Dimensions Open Datasets
The Dimensions Open Datasets collection provides free access to large-scale scholarly and bibliometric datasets in the Google BigQuery environment. These datasets allow data analysts, scientometricians, and researchers to carry out advanced investigations taking advantage of the speed and flexibility of the BigQuery platform.
This collection currently features the public data files for ORCID and DataCite.
ORCID Dataset
This dataset is a SQL representation of the ORCID public data file. ORCID (Open Researcher and Contributor ID) is a free, unique, persistent identifier (PID) for individuals to use as they engage in research, scholarship, and innovation activities.
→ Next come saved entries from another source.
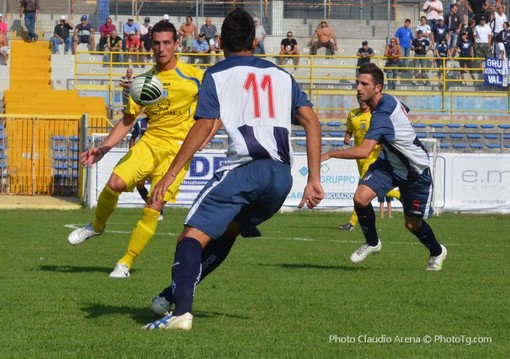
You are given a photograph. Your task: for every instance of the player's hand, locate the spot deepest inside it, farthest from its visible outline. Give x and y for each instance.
(91, 156)
(159, 190)
(312, 195)
(325, 156)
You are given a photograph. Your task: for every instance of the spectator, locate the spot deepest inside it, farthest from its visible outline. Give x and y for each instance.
(146, 38)
(289, 47)
(188, 32)
(454, 22)
(125, 83)
(393, 53)
(425, 28)
(208, 29)
(114, 44)
(201, 47)
(439, 32)
(466, 53)
(30, 8)
(433, 9)
(483, 39)
(505, 36)
(441, 53)
(4, 46)
(127, 28)
(404, 37)
(260, 35)
(3, 26)
(364, 54)
(500, 52)
(215, 46)
(133, 45)
(477, 9)
(322, 38)
(105, 31)
(420, 47)
(84, 34)
(62, 35)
An ORCID record may contain information about a researcher’s work, affiliations, funding, peer review, and more. Items on ORCID records can be broken down into assertions that connect the ORCID iD-holder with an activity or affiliation.
Release date: Feb 2025
Update frequency: Yearly
License: CC0
Documentation: ORCID Official Schema
Sample Queries: Dimensions BigQuery Lab - ORCID
DataCite Dataset
DataCite is a leading global non-profit organization that provides persistent identifiers (DOIs) for research data and other research outputs. A DataCite record contains descriptive metadata for research outputs and resources structured according to the DataCite Metadata Schema. These records may include links to other persistent identifiers (PIDs) for works (DOIs), people (ORCID iDs), and organizations (ROR IDs).
Release date: Jan 2026
Update frequency: Yearly
License: CC0
Documentation: DataCite API documentation
Sample Queries: Dimensions BigQuery Lab - DataCite